Warren timber crib dam. VR file photo

“We are living in a modern environmental age,” one community member said, “and dam building is over.”

On February 17 at the Warren Town Hall, a group of about 30 residents shared their opinions regarding the fate of the town’s 200-year-old timber crib dam which sits in the river just north of the town’s covered bridge.

Others expressed strong disagreement. “I am going to speak for the history until I’m dead,” said Dorothy Tod, who lives in close proximity to it.

The Warren Dam Preservation Trust, which obtained ownership of the dam in 2004 and is now headed by architect Dave Sellers, organized the public hearing in preparation for Town Meeting on March 1. Warren’s Town Plan contains an article (No. 15) that asks whether the town should maintain the dam and further set aside $3,000 annually to fund maintenance for the dam.

THE DAM DISINTEGRATES

Once an integral part of a bustling mill town, the wooden structure is deteriorating. In 2009, 2012 and again in 2015, the trust applied for stream alteration permits to repair the dam, but the Agency Natural Resources (ANR) repeatedly denied them.

In general, the ANR wants to see structures that were previously installed in waterways throughout Vermont either removed or left to deteriorate, so that rivers are allowed to return to their natural states.

In July of 2013, members of the trust told the select board that the trust would give up trying to obtain a permit and they offered the dam’s easement to the town.
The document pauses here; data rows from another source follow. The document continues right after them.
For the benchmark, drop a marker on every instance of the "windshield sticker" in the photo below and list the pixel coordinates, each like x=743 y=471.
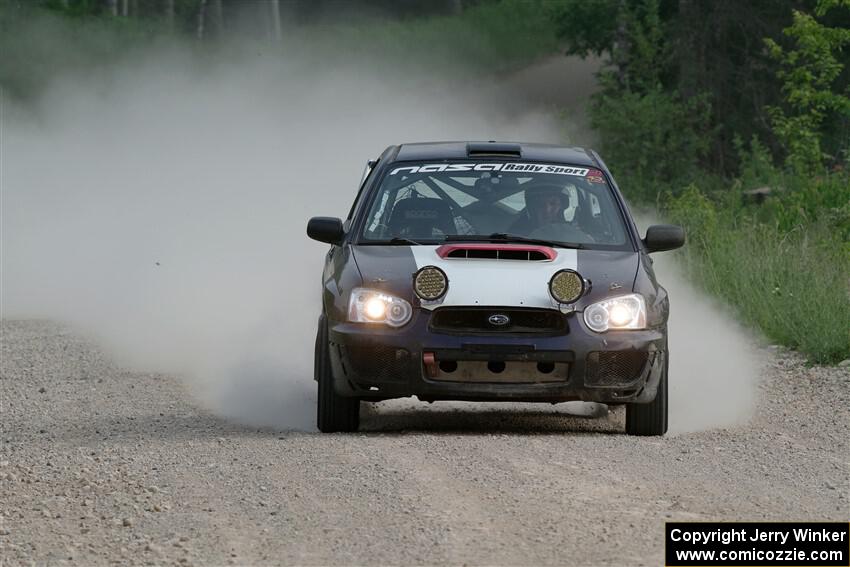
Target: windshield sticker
x=595 y=176
x=503 y=167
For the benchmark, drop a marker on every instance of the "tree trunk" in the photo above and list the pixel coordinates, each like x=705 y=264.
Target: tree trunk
x=275 y=6
x=169 y=14
x=217 y=16
x=202 y=16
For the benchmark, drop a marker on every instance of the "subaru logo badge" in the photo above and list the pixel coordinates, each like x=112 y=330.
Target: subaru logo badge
x=499 y=320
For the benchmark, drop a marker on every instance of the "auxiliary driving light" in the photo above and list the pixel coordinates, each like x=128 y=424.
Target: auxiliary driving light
x=430 y=283
x=566 y=286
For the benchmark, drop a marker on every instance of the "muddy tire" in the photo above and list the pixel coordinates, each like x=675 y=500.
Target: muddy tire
x=651 y=418
x=333 y=412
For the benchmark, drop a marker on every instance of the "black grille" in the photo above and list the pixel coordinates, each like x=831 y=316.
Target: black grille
x=379 y=363
x=480 y=320
x=617 y=369
x=527 y=255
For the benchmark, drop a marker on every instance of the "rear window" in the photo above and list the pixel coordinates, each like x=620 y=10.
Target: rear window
x=429 y=202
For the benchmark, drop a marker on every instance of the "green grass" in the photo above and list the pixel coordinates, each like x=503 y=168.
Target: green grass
x=791 y=284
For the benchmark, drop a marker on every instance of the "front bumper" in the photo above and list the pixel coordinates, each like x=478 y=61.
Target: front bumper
x=375 y=362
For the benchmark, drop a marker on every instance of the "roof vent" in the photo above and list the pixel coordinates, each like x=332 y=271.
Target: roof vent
x=493 y=149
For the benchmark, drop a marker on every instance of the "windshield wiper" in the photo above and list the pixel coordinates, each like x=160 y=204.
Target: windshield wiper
x=505 y=237
x=402 y=240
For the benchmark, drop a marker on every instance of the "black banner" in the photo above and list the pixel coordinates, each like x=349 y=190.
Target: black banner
x=806 y=544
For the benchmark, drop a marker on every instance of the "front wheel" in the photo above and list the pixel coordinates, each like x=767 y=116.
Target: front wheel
x=333 y=412
x=651 y=418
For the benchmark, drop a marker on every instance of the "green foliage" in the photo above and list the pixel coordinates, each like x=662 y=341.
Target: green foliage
x=808 y=72
x=652 y=139
x=792 y=284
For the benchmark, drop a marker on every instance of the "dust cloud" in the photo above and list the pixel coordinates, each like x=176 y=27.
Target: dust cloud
x=714 y=362
x=161 y=207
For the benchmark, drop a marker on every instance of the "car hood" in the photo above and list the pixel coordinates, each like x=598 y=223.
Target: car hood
x=487 y=282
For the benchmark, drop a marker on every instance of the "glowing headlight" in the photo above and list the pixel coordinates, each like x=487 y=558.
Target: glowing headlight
x=430 y=283
x=624 y=312
x=566 y=286
x=371 y=306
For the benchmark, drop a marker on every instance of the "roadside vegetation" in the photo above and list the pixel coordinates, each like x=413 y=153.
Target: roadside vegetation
x=733 y=119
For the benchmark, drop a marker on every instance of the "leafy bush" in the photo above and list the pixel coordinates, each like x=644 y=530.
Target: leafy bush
x=791 y=283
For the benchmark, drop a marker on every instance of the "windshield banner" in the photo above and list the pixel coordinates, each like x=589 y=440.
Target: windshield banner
x=503 y=167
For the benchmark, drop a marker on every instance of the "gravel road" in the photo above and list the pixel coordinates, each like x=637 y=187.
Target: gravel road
x=100 y=465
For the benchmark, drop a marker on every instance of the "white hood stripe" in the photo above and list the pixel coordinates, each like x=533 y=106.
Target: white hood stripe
x=495 y=283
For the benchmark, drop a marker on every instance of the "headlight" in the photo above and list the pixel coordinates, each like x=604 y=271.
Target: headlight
x=430 y=283
x=566 y=286
x=371 y=306
x=624 y=312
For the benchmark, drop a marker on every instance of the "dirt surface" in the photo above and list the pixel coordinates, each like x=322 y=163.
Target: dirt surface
x=101 y=465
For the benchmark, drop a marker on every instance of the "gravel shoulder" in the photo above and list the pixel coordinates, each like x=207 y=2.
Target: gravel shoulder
x=99 y=465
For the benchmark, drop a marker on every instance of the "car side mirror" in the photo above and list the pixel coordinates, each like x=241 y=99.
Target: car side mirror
x=325 y=229
x=661 y=237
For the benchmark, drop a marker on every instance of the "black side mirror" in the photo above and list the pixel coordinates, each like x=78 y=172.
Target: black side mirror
x=325 y=229
x=661 y=237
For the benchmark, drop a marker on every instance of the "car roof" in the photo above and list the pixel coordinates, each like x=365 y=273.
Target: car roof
x=492 y=149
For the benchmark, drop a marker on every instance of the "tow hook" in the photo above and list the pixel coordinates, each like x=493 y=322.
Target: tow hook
x=430 y=362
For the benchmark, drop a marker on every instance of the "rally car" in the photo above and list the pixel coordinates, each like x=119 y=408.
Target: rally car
x=493 y=272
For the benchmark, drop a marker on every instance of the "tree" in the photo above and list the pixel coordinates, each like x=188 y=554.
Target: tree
x=808 y=73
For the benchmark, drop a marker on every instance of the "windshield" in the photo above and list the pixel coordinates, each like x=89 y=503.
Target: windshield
x=432 y=202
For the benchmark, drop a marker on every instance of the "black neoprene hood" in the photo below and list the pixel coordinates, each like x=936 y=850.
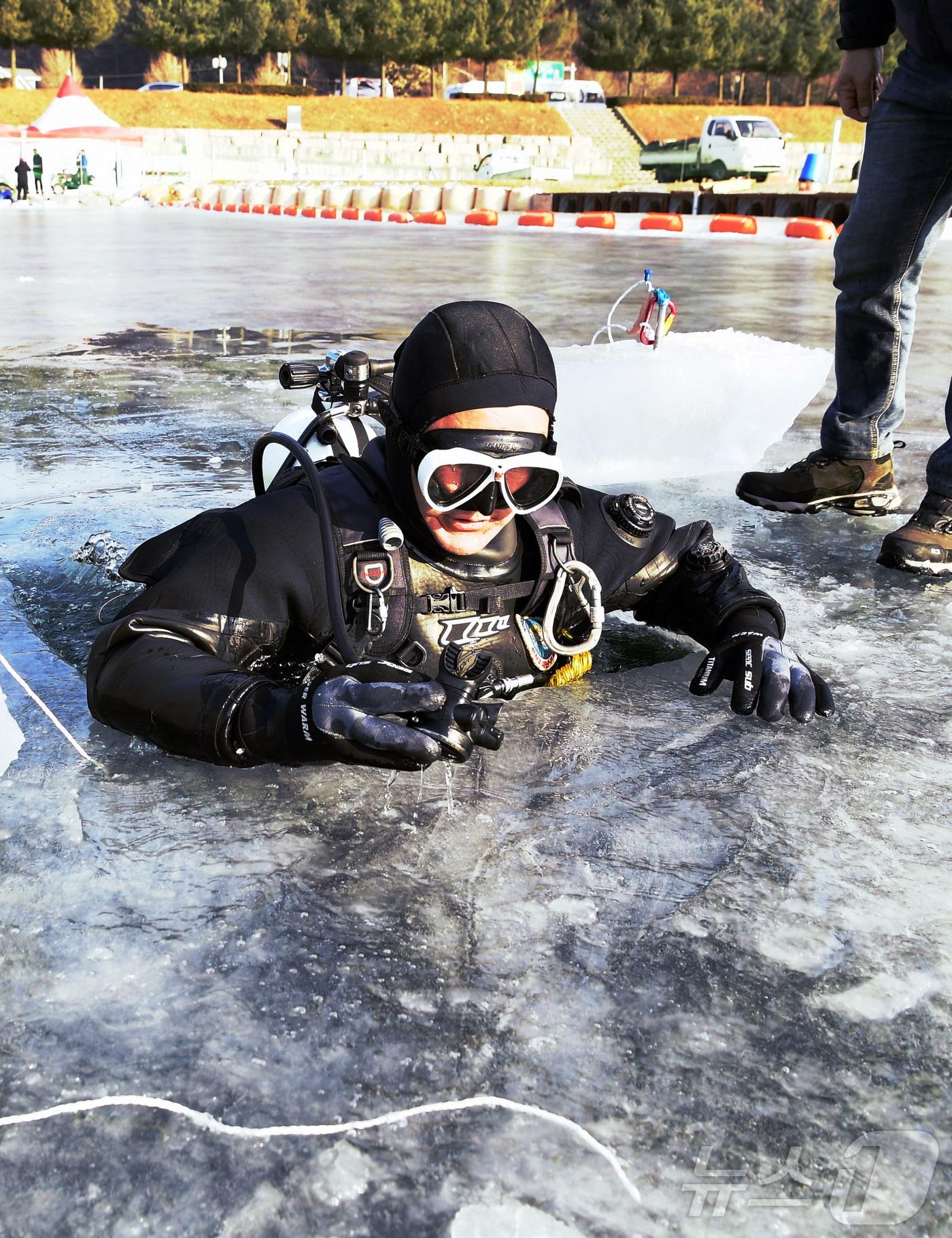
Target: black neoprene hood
x=471 y=354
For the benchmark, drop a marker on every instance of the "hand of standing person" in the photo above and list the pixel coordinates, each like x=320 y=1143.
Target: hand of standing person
x=860 y=82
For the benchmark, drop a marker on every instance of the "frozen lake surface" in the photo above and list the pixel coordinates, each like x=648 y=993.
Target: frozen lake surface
x=706 y=941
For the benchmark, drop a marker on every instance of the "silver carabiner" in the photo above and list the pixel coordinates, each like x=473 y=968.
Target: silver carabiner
x=576 y=573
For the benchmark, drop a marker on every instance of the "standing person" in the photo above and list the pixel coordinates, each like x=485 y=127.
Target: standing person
x=22 y=180
x=902 y=206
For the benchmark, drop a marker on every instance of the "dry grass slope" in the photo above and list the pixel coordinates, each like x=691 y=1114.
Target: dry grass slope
x=186 y=110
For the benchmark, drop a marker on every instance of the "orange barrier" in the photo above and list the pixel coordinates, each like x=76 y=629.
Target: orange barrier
x=743 y=224
x=662 y=222
x=537 y=220
x=811 y=229
x=596 y=220
x=488 y=218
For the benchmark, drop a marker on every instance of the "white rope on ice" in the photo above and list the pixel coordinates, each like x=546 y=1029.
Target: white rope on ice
x=207 y=1122
x=50 y=715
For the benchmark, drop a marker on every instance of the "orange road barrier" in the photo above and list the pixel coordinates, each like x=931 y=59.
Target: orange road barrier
x=488 y=218
x=659 y=220
x=596 y=220
x=813 y=229
x=537 y=220
x=743 y=224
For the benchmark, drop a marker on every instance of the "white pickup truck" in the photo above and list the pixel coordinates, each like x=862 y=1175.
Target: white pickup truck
x=728 y=146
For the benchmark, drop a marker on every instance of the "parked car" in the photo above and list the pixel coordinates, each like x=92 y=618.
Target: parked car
x=728 y=146
x=577 y=90
x=368 y=88
x=25 y=78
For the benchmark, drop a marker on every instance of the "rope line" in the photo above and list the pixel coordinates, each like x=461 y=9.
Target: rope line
x=208 y=1122
x=50 y=715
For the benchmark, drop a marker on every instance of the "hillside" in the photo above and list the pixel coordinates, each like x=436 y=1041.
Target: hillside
x=321 y=114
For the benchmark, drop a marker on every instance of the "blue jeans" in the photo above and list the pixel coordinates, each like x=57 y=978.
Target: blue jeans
x=900 y=210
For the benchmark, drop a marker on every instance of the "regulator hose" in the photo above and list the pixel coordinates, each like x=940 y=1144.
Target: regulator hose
x=332 y=575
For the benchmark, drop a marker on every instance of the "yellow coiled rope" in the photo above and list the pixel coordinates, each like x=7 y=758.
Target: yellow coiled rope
x=577 y=667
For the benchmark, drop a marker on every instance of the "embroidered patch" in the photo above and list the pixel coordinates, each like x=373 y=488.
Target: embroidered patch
x=373 y=573
x=540 y=655
x=469 y=631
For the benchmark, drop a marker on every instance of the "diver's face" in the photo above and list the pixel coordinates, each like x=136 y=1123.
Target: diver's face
x=467 y=533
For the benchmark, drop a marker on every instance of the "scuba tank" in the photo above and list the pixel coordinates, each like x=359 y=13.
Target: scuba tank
x=345 y=415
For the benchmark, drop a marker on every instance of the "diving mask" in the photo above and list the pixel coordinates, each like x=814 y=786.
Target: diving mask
x=487 y=469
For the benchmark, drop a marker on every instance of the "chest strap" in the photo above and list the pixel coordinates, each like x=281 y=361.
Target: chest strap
x=487 y=599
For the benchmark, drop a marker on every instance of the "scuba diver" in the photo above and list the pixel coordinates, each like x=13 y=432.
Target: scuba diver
x=368 y=611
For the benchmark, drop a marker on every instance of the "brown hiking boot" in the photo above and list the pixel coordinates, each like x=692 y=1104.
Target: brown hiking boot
x=863 y=488
x=924 y=543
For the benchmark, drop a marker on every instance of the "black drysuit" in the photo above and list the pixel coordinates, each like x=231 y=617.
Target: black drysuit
x=211 y=659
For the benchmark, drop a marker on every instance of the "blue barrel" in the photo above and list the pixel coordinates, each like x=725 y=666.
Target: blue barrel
x=811 y=169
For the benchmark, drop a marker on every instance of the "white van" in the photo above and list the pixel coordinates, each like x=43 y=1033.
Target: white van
x=573 y=92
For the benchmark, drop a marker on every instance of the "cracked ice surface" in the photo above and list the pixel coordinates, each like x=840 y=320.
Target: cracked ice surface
x=674 y=926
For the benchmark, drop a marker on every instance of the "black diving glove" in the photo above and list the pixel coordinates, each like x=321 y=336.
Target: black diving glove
x=766 y=676
x=343 y=716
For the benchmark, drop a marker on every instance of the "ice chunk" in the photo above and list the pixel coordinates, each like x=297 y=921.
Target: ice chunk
x=12 y=737
x=703 y=403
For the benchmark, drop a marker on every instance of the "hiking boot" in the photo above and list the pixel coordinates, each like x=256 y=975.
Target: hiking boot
x=863 y=488
x=924 y=543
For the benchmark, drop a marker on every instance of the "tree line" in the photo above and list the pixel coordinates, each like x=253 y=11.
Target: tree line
x=790 y=37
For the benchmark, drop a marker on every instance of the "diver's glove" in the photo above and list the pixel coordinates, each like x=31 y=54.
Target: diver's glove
x=343 y=717
x=766 y=676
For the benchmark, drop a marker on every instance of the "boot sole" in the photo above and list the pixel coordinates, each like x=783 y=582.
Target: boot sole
x=869 y=503
x=915 y=566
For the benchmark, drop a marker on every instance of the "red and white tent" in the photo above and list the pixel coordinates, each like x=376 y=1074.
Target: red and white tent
x=73 y=114
x=73 y=127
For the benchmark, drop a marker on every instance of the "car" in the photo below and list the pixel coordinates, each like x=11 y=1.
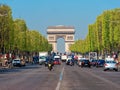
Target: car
x=100 y=63
x=18 y=62
x=110 y=65
x=69 y=61
x=85 y=63
x=94 y=62
x=56 y=60
x=42 y=60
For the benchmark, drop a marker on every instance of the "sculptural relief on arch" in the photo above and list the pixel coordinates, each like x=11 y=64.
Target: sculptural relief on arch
x=60 y=31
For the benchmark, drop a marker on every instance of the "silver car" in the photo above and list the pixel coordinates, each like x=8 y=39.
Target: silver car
x=110 y=65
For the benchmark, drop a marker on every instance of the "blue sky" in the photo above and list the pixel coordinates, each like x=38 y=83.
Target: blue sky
x=39 y=14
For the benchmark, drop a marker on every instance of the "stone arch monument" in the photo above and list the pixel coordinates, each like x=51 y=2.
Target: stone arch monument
x=60 y=31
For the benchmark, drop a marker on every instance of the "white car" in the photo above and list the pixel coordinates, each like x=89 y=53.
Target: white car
x=110 y=64
x=18 y=62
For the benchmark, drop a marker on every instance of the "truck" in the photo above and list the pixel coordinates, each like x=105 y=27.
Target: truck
x=42 y=57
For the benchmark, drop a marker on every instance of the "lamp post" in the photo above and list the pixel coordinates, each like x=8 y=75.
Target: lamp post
x=3 y=14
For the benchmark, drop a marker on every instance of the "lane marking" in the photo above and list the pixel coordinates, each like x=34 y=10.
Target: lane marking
x=60 y=79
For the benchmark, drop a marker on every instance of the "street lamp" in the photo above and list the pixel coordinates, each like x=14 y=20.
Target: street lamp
x=3 y=14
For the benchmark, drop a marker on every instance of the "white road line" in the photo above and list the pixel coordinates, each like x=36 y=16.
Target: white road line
x=60 y=79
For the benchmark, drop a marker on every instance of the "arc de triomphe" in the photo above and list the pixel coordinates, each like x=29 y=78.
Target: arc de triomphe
x=60 y=31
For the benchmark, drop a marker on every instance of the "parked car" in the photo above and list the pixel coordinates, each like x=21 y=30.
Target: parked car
x=100 y=63
x=94 y=62
x=85 y=63
x=110 y=65
x=56 y=60
x=18 y=62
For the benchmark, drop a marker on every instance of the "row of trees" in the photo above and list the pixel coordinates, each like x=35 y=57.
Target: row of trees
x=16 y=37
x=103 y=35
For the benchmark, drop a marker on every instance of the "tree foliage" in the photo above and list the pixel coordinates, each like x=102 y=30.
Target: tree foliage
x=103 y=35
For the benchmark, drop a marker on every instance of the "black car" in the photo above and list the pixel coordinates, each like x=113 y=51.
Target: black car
x=85 y=63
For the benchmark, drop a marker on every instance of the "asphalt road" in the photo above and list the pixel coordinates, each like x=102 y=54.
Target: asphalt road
x=36 y=77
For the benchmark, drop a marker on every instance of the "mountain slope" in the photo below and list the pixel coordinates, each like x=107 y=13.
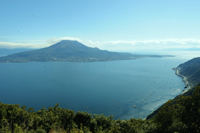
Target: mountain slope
x=68 y=51
x=191 y=70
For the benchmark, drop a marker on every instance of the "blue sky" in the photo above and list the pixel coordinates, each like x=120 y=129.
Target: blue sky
x=116 y=25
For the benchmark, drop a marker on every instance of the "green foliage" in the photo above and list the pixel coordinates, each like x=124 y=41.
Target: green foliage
x=179 y=115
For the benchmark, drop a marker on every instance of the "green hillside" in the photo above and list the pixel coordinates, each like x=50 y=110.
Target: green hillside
x=191 y=70
x=180 y=115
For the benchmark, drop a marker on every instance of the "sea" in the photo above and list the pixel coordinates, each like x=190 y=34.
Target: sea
x=124 y=89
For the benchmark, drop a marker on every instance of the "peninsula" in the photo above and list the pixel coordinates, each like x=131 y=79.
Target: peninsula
x=70 y=51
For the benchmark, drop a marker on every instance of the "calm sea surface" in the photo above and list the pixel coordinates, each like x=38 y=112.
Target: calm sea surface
x=111 y=88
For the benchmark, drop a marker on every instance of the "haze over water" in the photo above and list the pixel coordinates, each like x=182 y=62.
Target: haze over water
x=111 y=88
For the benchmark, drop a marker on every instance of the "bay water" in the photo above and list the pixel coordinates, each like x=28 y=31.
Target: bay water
x=125 y=89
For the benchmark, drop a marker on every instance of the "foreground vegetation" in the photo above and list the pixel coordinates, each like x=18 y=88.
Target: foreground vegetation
x=179 y=115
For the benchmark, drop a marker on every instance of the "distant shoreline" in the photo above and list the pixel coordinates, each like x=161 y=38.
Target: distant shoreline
x=184 y=79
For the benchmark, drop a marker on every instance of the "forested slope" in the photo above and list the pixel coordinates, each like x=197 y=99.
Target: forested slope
x=179 y=115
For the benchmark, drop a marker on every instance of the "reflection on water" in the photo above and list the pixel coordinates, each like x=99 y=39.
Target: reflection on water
x=124 y=89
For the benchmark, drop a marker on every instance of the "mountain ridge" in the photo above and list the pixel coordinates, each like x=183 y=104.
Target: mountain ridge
x=69 y=51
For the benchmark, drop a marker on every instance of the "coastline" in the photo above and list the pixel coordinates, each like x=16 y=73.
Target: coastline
x=184 y=79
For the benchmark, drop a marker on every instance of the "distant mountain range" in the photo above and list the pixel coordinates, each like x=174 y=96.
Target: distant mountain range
x=69 y=51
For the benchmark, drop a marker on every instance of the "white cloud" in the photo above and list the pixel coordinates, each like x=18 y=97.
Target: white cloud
x=46 y=43
x=124 y=46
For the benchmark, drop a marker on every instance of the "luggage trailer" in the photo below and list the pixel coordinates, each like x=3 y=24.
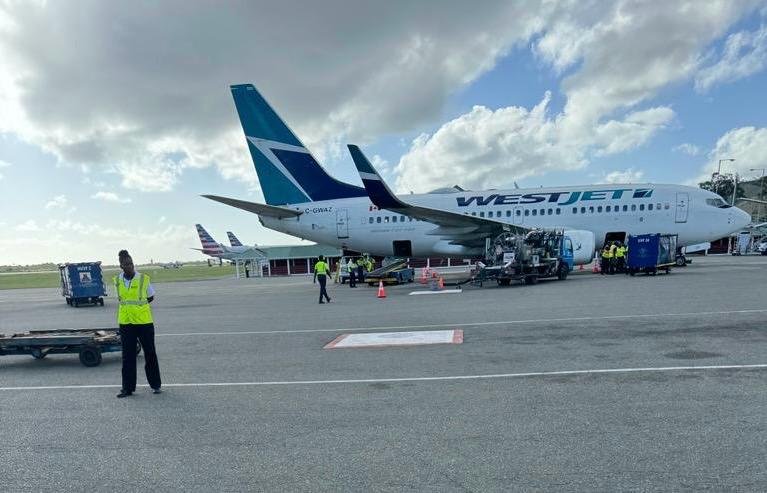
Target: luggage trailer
x=89 y=344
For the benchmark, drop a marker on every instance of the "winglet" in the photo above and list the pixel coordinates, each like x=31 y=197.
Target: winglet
x=378 y=191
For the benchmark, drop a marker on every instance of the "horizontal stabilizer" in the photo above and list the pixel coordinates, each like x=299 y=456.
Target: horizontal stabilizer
x=255 y=208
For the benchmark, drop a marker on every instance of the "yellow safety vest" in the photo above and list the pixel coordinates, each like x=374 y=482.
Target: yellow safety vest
x=133 y=307
x=321 y=268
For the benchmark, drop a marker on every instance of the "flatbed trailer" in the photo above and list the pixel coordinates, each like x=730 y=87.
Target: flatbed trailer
x=396 y=272
x=89 y=344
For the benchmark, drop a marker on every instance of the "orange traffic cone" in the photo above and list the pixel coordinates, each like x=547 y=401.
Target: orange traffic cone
x=381 y=292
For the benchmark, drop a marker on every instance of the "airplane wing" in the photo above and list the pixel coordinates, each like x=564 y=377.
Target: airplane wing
x=255 y=208
x=462 y=229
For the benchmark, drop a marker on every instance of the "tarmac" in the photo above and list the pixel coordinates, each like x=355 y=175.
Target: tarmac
x=607 y=383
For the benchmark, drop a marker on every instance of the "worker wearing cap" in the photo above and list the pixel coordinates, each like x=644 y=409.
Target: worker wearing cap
x=620 y=257
x=350 y=268
x=134 y=315
x=321 y=269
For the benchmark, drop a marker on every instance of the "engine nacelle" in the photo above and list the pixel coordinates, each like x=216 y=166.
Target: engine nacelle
x=583 y=245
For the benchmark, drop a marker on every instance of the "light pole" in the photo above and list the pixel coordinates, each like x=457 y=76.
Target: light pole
x=719 y=172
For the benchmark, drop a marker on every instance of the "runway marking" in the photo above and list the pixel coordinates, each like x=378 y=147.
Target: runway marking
x=414 y=379
x=463 y=324
x=444 y=291
x=389 y=339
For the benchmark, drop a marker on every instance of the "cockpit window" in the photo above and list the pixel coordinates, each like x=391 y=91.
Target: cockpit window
x=717 y=202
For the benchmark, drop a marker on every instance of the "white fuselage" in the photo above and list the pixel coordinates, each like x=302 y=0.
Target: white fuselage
x=632 y=209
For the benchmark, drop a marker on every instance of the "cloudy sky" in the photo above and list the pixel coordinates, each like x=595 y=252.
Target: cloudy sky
x=115 y=116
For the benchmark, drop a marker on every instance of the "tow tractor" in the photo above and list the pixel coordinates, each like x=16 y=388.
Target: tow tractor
x=538 y=254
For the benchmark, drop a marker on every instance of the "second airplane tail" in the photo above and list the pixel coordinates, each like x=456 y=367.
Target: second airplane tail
x=287 y=171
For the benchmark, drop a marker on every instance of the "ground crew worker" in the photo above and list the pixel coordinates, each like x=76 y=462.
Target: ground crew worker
x=605 y=260
x=361 y=269
x=134 y=315
x=620 y=257
x=321 y=269
x=350 y=268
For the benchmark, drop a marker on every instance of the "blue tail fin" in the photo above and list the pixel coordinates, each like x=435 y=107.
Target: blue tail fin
x=287 y=171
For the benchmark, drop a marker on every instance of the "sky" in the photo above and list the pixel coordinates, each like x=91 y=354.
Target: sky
x=116 y=116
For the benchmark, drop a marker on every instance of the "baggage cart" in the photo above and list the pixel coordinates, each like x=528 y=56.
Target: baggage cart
x=89 y=344
x=651 y=253
x=82 y=283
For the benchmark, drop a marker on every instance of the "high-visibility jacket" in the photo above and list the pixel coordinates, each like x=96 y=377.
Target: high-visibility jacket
x=133 y=308
x=321 y=268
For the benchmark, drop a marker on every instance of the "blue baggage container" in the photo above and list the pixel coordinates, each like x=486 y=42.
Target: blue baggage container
x=651 y=252
x=82 y=283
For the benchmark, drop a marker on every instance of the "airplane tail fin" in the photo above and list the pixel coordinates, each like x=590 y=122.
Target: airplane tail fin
x=233 y=239
x=287 y=171
x=209 y=245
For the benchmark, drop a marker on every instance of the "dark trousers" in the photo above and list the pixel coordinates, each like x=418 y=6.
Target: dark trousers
x=323 y=280
x=129 y=335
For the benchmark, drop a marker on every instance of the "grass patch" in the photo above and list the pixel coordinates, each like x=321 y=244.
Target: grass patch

The select board declined the offer due to its inherent liability and instead started investigating what it would take to remove the dam from the river entirely.

In a recent Warren Select Board meeting, board chair Andy Cunningham said that if someone makes a motion for the town to accept ownership of the dam at Town Meeting, they will continue to refuse it. “They need to see that there’s an end game here,” Cunningham said. “The state is pretty firm in what they’ll let happen — which is nothing.”

VARIOUS VIEWPOINTS

With different ideas regarding the dam circulating in past years, Sellers asked, “Are there ways to reconcile these differences?” He said that “the manmade world and natural world are coming together in this little chunk of Vermont.”

He added that the dam cannot be seen as separate from the covered bridge and properties that line the river — that the community must “look at systems” and not at the dam in isolation.

But executive director of Friends of the Mad River (FMR) Corrie Miller said that there is “quite a discontinuity created by this dam for the whole river system.” She said that it blocks sediment from flowing downstream, increases erosion and is likely to cause flooding in the future. She cited a study conducted by consulting firm DuBois and King in late 2013, in which it was found that flood heights are likely to decrease by several feet if the dam is removed.

RIVER WILL BE SAFER

Others were not concerned primarily with the river itself. “It hurts the environment, yes it does, but there are people too,” one community member said. Another commented, “It’s inconsiderate to think that the river should come before the people who live around it.”

Miller emphasized that environmental concerns are tied to the people who inhabit the environment — that residents’ properties will most likely see less destruction with flooding and the river will be safer for people to explore and play in.

FMR board president and Warren resident Kinny Perot said that after the flood of 1998, she saw “how much danger people could be in” and is “looking into the future rather than into the past.”

“No one can argue that the river would be healthier without the dam, but who pays to remove it all and who pays for the repercussions?” asked architect Ellen Strauss. Others said that repair and maintenance would be expensive as well and wondered who would pay for that project?

Miller said that it would be costly to remove, but that the money would go toward protecting and stabilizing properties along the river.

‘DAM SERVES THAT’

Although the dam does bring in revenue for the town directly, Tod said that with tourism as The Valley’s reining industry, “this dam serves that.”

Some focused on a revival of hydro power. “This is a changing time,” Strauss said, “and I’m not sure that the days of hydro are done.” But others countered that “the effort to make it hydroelectric is doomed.” One community member said that instead of reviving hydropower or any other form of energy efficiency, “let’s do energy conservation” and refrain from using so much energy to begin with.

The historical value of the dam was approached again and again, but many were not persuaded. “The iconic picture up there on the wall,” referring to a photo of the dam, “is going to be replaced by another iconic image,” said one community member. “Our time here is limited.”

And, finally, some community members wondered if people should be living by the river at all, to which Sellers responded, “That’s just the nature of human beings. There’s always someone who will try to live in a tricky place.”